Ontem, ao ler uma reportagem sobre o rescaldo da guerra em Gaza, deparei com o seguinte pedaço de texto, da autoria de Alexandra Lucas Coelho: "O Parlamento de Gaza fica no meio da cidade. Quem estaciona o carro nas traseiras pensa que já não há Parlamento, tal a destruição. (...) Por exemplo, o hemiciclo podia ser uma instalação de arte contemporânea, com os retratos dos deputados ainda emoldurados em cima das mesas, cobertas de areia e cacos, enquanto emaranhados de metal e tubos pendem do tecto, semiderrubado."
No início do século XX a reflexão sobre arte ainda permitia imaginar um mundo belo, limpo, recticulado, equilibrado.; harmonioso. Cem anos volvidos, nós, os que vivemos o início do século XXI, temos da arte e do seu significado um entendimento substancialmente diverso daquele que enformou as utopias modernistas. Para nós os atributos da beleza clássica (quase) deixaram de fazer sentido. Habituados a viver num mundo de excessos e contrastes violentos, já não nos comovemos tanto com a simplicidade abstracta do geometrismo neoplástico de Mondrian. Estamos mais inclinados para linguagens violentamente românticas como a de Bacon, por exemplo. Uma vez que interiozámos os conceitos contemporâneos herdados dos ready-mades de Marcel Duchamp, podemos ver na sala semi-destruída do Parlamento de Gaza uma imagem de contornos artísticos pós-modernos.
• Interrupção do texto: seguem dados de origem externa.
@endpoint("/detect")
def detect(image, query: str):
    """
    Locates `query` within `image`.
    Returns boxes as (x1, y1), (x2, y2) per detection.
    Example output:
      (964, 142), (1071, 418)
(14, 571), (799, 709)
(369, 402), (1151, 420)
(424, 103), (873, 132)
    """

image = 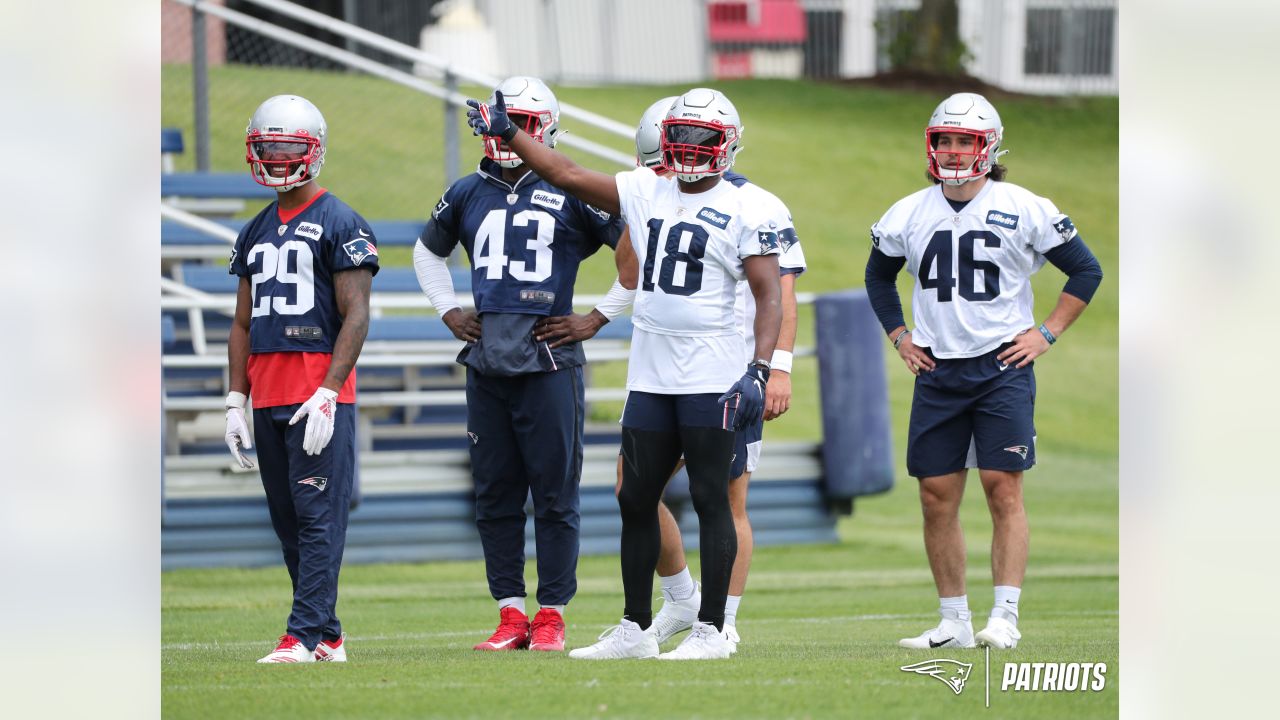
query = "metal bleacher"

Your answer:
(160, 116), (836, 569)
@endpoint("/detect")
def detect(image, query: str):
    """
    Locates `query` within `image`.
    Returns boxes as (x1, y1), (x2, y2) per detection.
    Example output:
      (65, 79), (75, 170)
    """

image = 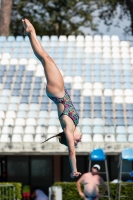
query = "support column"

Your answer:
(54, 156), (61, 182)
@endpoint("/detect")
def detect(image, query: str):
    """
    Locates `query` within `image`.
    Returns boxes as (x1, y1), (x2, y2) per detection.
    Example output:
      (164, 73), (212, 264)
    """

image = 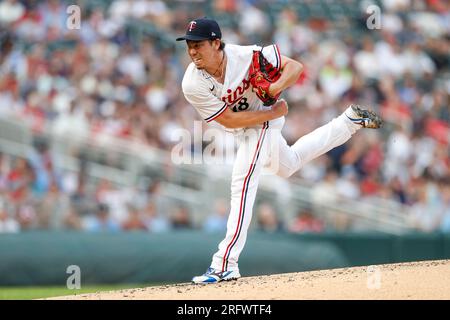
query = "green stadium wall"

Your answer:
(0, 231), (450, 286)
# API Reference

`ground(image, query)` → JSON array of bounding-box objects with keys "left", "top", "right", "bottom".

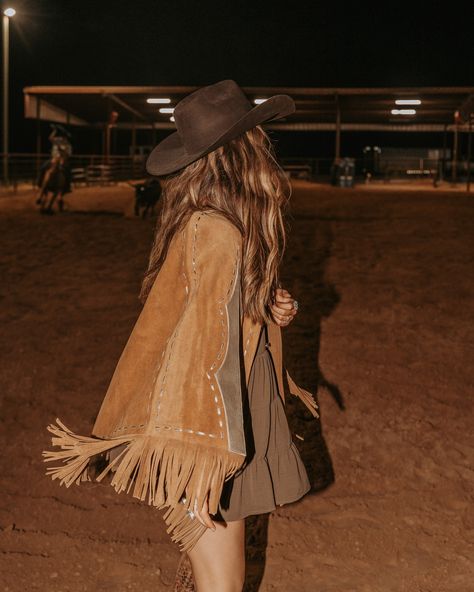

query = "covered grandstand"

[{"left": 4, "top": 86, "right": 474, "bottom": 184}]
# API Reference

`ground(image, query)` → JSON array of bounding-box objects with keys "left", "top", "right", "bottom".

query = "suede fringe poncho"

[{"left": 43, "top": 210, "right": 319, "bottom": 551}]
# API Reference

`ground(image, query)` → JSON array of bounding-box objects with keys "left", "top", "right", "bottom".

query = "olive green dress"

[{"left": 214, "top": 326, "right": 311, "bottom": 522}]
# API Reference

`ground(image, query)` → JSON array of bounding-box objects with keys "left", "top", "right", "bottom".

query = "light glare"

[
  {"left": 395, "top": 99, "right": 421, "bottom": 105},
  {"left": 390, "top": 109, "right": 416, "bottom": 115}
]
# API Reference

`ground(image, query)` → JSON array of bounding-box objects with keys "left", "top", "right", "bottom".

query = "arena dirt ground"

[{"left": 0, "top": 181, "right": 474, "bottom": 592}]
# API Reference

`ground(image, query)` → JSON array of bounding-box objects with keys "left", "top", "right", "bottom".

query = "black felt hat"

[{"left": 146, "top": 80, "right": 295, "bottom": 176}]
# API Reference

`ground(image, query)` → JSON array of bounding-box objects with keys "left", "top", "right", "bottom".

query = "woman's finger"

[{"left": 272, "top": 305, "right": 296, "bottom": 317}]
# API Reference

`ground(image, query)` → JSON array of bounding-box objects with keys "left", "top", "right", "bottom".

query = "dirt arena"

[{"left": 0, "top": 181, "right": 474, "bottom": 592}]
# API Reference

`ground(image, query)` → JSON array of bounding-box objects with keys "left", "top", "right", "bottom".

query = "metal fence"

[
  {"left": 0, "top": 153, "right": 474, "bottom": 186},
  {"left": 0, "top": 153, "right": 146, "bottom": 185}
]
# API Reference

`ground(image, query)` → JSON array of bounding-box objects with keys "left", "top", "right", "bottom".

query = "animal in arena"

[
  {"left": 36, "top": 155, "right": 72, "bottom": 214},
  {"left": 130, "top": 178, "right": 161, "bottom": 218}
]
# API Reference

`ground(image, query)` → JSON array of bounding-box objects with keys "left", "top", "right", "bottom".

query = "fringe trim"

[
  {"left": 42, "top": 418, "right": 245, "bottom": 551},
  {"left": 286, "top": 370, "right": 319, "bottom": 417}
]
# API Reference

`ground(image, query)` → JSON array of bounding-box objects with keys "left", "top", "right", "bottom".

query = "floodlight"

[
  {"left": 395, "top": 99, "right": 421, "bottom": 105},
  {"left": 390, "top": 109, "right": 416, "bottom": 115}
]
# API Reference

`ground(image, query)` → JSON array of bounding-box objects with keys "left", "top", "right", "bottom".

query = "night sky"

[{"left": 3, "top": 0, "right": 474, "bottom": 151}]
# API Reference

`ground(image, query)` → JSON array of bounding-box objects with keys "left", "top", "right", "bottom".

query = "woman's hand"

[
  {"left": 271, "top": 288, "right": 298, "bottom": 327},
  {"left": 193, "top": 494, "right": 216, "bottom": 530}
]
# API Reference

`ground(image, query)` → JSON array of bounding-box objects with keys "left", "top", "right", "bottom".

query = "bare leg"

[{"left": 188, "top": 520, "right": 245, "bottom": 592}]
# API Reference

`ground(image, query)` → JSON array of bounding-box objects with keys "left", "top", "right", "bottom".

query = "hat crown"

[{"left": 173, "top": 80, "right": 252, "bottom": 154}]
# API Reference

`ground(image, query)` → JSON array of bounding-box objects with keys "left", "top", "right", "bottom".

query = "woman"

[{"left": 43, "top": 80, "right": 317, "bottom": 592}]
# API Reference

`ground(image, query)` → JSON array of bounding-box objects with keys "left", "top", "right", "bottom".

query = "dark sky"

[{"left": 3, "top": 0, "right": 474, "bottom": 149}]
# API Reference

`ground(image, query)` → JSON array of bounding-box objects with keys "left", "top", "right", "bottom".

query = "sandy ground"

[{"left": 0, "top": 182, "right": 474, "bottom": 592}]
Vemos na sua ruína o resultado da aplicação de "leis que fazem surgir a vida verdadeiramente humana" tal como a entendemos nos tempos que correm. Essa lei já não tem (nem aspira a) nada de equilibrado ou simetricamente harmonioso. A lei que caracteriza a vida verdadeiramente humana nos tempos que correm é a da brutalidade assimétrica, da desarmonia cultural e do desiquilibrio de forças entre os ricos e os pobres, entre os que se autoproclamam filhos de deus e aqueles que sabemos que não passam de meros filhos-da-puta.
Vivemos dias complicados, tempos de desacerto e desilusão. A utopia modernista afunda-se cada vez mais na massa viscosa da pós-modernidade. As rectas perfeitas de Mondrian e os seus campos de cores primárias absolutamente contidas quebram-se para abrirem caminho à poesia caótica escrita à força dos mísseis e rende-se à musicalidade tenebrosa das metralhadoras e das pás dos helicópetros que pairam na paisagem como agoirentas aves, anunciadoras da proximidade da morte.
Mondrian vai ter de continuar à espera. Para sempre?